Children who speak a second or third language may have an unexpected advantage later in life, a new Tel Aviv University study has found. Knowing and speaking many languages may protect the brain against the effects of aging.
Dr. Gitit Kavé, a clinical neuro-psychologist from the Herczeg Institute on Aging at Tel Aviv University, together with her colleagues Nitza Eyal, Aviva Shorek, and Jiska Cohen-Manfield, discovered recently that senior citizens who speak more languages test for better cognitive functioning. The results of her study were published in the journal Psychology and Aging.
However, Kavé says that one should approach these findings with caution. “There is no sure-fire recipe for avoiding the pitfalls of mental aging. But using a second or third language may help prolong the good years,” she advises.
A person who speaks more languages is likely to be more clear-minded at an older age, she says, in effect “exercising” his or her brain more than those who are monolingual.
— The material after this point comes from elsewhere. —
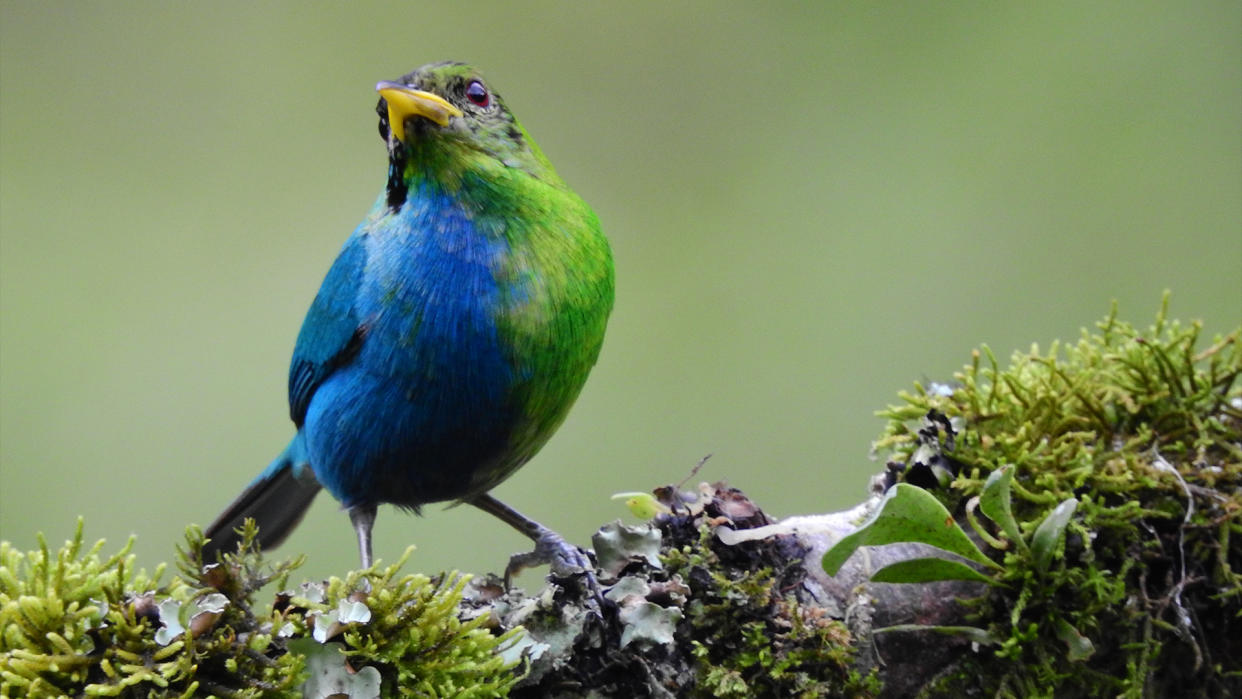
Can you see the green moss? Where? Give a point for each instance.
(75, 623)
(752, 640)
(1145, 428)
Languages may create new links in the brain, contributing to this strengthening effect.
The research was based on a survey taken in 1989 on people between the ages of 75 and 95. Each person was asked how many languages he or she knew, what his or her mother tongue was, and which language he or she spoke best. The researchers compared bilingual speakers to tri- and multilingual speakers.
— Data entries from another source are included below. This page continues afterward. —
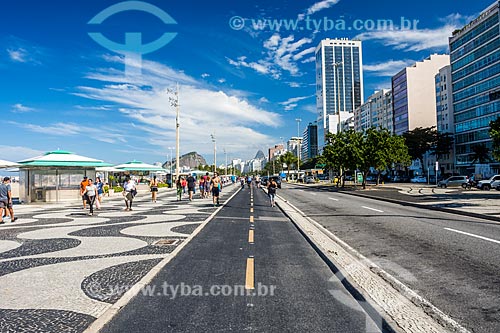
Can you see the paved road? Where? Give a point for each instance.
(293, 291)
(60, 269)
(451, 260)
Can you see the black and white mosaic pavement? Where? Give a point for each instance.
(60, 269)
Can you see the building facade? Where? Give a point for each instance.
(375, 112)
(310, 142)
(414, 94)
(339, 82)
(475, 78)
(444, 115)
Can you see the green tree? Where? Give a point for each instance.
(443, 144)
(494, 132)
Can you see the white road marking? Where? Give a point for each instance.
(376, 210)
(472, 235)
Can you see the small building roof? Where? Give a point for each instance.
(62, 158)
(8, 164)
(138, 166)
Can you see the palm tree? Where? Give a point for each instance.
(481, 154)
(288, 158)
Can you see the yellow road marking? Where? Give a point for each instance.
(249, 279)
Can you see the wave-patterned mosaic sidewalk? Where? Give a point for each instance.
(60, 269)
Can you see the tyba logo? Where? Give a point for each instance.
(133, 49)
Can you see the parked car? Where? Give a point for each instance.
(419, 179)
(488, 184)
(453, 181)
(310, 180)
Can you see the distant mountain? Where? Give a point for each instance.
(260, 155)
(191, 160)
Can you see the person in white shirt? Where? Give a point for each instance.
(90, 194)
(129, 191)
Analyzing the results, the researchers found that the more languages a person spoke, the better his or her cognitive state was. A person’s level of education was also strongly associated with cognitive state, but the number of languages contributed to the prediction of cognitive fitness beyond the effect of education alone.
Although the easiest way to explain the findings was to point out the relationship between higher education and number of languages, this was not the whole story. In fact, Dr. Kavé says, “We found that more languages were most significantly correlated with cognitive state in those people who had no education at all."
Dr. Kavé, however, adds a note when interpreting the statistics. “The study looked at the final result and not the cause,” she says.
A future question for research, according to Kavé, is whether languages reflect an initial potential for prolonged mental fitness, or that learning and speaking more languages actually do something to the brain over time.
While the controversy continues as to whether or not parents should introduce their young children to a second language, Kavé thinks that learning a new language is only a good thing, even if it isn’t intended to stave off mental decline in old age.
“In my professional opinion, learning a new language can only do good things,” she believes. “Other languages are good for you at any age. They allow for a flexibility of thought and a channel for understanding another culture better, as well as your own,” says Kavé.